The burden of responsibility is one ALA graduates are only too keenly aware of. “The expectation and responsibility is now at heart, maintain and utilizing the connections made here and build new connections while continuing to add worth to the collective mission of ALA,” he says.
‘My mum always told me that the moment you allow the fame to get into your head, that’s the beginning of your downfall’
Graduation, adds Leroy, was an affirmation of his journey. “Recurring thoughts this past week was of the immense amount of social capital at ALA that I walk away with and share; I’ve been breathing rare air for two years, and it’s now a responsibility for me personally to duplicate what the world should really look like.”

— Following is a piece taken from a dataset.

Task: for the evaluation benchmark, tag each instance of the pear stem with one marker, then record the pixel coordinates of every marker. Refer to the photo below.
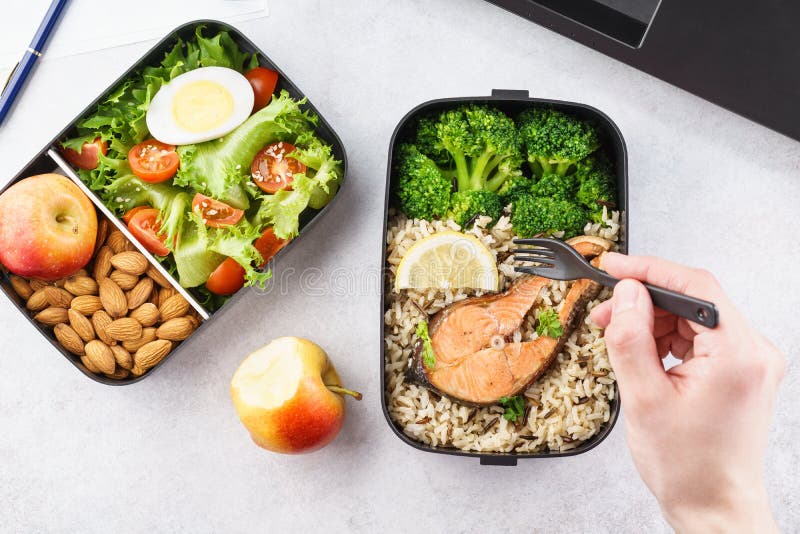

This does not mean that he is too too keen on starting any initiatives for now. “It’s addictive but I will refrain so I can optimise operations on the ground to a level I’m satisfied with,” he says. He’ll be taking a year off to stabilise and enhance his businesses, then resume studies next year, majoring in Econometrics and Behavioural Science.
For now, he’s excited to be heading back home, spending time with family, and pandering to his weakness: watching sunsets. Oh, and of course, giving back: “I’m definitely going to spend a portion of my time volunteering – education is a cause close to my heart, and I want to serve the less priviledged, minority groups eucation on differnet social issues still affecting Kenyan communities.”